Como sugere Luís Felipe Bellintani Ribeiro (2008), o atomismo de Demócrito parece ser uma resposta ao eleatismo e seus impasses, sendo crucial para o desenvolvimento das modernas teorias sobre a constituição da matéria. Sua formulação surpreende no que diz respeito ao método: não possuindo instrumentos de experimentação e verificação (algo profundamente prezado pelas ciências posteriores), Demócrito propôs, apenas por dedução lógica, a existência do que ele chama de “pleno” e “vazio” como princípios originários do mundo. Tal teoria é descrita por Aristóteles em sua obra “Metafísica”, da qual vale, devido seu alto teor explicativo e didático, a menção da seguinte passagem:
Leucipo e seu colega Demócrito admitem como elementos o pleno e o vazio, denominando ao primeiro “ser” e ao segundo “não-ser”; e dentre estes o pleno e sólido constitui o ser, o vazio o não-ser (razão pela qual afirmam que o ser existe tanto quanto o não-ser - pois que o vazio existe tanto quanto o corpo), e são estas as causas materiais das coisas existentes. E, da mesma forma como aqueles que admitem uma única substância subjacente derivam as outras coisas das propriedades desta, fazendo do rarefeito e do denso origens das propriedades, afirmam esses homens que a diferença [entre os átomos] são as causas de todas as outras coisas. Sustentam que as diferenças são em número de três - forma, ordem e posição. A letra A difere da letra N em forma; AN difere de NA em ordem; e N difere de Z em posição. Quanto ao movimento (de onde e como os seres existentes o adquirem), também eles, a exemplo dos demais, negligentemente se omitiram de investigar. (negritos acrescentados) (BARNES, 1997, p. 291 - 292 apud ARISTÓTELES, Metafísica, 985b4-20)

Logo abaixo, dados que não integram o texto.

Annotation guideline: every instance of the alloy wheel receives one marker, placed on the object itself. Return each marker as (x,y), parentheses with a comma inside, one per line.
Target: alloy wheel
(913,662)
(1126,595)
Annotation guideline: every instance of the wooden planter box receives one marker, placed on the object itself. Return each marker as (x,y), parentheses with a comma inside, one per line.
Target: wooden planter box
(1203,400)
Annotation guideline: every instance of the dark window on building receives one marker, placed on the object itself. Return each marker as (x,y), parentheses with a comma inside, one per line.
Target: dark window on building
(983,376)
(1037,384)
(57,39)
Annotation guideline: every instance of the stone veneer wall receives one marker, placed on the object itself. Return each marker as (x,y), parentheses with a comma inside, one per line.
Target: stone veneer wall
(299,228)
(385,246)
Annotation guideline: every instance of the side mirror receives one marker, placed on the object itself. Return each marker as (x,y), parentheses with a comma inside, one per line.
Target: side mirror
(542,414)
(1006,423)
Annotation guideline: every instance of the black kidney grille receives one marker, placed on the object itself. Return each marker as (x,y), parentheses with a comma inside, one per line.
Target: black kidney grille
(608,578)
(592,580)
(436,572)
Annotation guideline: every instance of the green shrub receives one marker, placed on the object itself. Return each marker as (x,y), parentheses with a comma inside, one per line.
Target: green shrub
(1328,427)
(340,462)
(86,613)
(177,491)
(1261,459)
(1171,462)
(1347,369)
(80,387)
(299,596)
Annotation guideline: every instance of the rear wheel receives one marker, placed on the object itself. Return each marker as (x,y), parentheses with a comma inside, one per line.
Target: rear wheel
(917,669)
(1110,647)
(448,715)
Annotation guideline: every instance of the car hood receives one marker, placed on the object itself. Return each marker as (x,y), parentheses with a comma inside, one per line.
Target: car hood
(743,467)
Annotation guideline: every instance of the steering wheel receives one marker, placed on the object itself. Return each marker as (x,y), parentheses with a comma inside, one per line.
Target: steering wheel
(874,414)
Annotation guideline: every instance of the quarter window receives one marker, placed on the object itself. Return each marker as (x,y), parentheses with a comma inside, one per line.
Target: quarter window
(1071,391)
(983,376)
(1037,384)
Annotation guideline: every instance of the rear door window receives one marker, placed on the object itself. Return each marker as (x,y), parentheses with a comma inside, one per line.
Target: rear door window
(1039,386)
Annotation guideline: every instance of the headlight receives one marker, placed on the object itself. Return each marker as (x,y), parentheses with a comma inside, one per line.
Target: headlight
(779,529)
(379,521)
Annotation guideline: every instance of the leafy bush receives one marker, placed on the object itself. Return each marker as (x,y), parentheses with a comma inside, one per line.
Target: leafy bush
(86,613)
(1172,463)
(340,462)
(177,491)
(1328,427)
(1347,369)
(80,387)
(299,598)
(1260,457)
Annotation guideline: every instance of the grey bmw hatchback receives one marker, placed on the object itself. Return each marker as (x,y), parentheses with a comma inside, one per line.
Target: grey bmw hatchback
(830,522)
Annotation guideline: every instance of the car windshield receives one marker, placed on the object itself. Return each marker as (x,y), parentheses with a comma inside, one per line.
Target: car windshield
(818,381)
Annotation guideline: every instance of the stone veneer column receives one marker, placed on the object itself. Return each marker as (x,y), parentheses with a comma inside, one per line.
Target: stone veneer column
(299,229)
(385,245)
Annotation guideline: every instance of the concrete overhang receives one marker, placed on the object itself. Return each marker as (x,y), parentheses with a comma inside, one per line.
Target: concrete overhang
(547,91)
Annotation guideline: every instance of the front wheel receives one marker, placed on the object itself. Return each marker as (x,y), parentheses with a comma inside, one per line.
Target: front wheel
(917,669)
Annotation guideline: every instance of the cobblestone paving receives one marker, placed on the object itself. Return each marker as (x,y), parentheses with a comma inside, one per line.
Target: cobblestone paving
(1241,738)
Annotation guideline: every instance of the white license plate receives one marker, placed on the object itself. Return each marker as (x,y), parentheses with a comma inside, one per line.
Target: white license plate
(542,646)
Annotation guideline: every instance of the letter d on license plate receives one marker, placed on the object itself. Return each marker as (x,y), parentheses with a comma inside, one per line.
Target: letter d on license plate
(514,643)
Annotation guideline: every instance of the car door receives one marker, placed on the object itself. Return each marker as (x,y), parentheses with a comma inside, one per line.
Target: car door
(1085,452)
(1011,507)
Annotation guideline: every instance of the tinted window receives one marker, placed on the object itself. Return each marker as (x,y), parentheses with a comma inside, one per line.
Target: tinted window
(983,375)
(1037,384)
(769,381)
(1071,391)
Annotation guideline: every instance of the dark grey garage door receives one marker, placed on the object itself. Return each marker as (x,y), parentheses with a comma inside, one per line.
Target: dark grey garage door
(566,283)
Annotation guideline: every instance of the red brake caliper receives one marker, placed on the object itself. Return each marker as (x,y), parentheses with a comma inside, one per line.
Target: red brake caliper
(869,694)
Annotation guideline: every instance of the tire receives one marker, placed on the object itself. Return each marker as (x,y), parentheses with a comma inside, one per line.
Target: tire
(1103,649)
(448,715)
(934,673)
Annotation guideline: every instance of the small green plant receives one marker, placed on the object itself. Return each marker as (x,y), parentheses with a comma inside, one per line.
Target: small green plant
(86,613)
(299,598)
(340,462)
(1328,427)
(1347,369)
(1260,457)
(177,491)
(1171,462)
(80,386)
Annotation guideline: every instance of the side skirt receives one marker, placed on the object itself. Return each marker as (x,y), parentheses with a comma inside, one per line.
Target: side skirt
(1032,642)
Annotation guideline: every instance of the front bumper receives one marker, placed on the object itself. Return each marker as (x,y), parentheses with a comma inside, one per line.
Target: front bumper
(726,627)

Com relação à possibilidade do conhecimento, nos diz J. Barnes que o atomismo como apresentado por Demócrito “tratava-se, ao mesmo tempo, de uma teoria que continha, ao que parece, implicações profundamente céticas” (BARNES, 1997, p.295-296). Demócrito entende a constituição dos seres e suas propriedades como pertencentes a duas instâncias de formação:
1. Em um nível primário, formado por átomos e vazio, com propriedades de indivisibilidade, inapreensão sensorial, e formas infinitas e diferenciadas; e
2. Em um nível secundário, como reflexo da aparência que a junção destes elementos simples produz, com propriedades como gosto, cheiro, cor, etc.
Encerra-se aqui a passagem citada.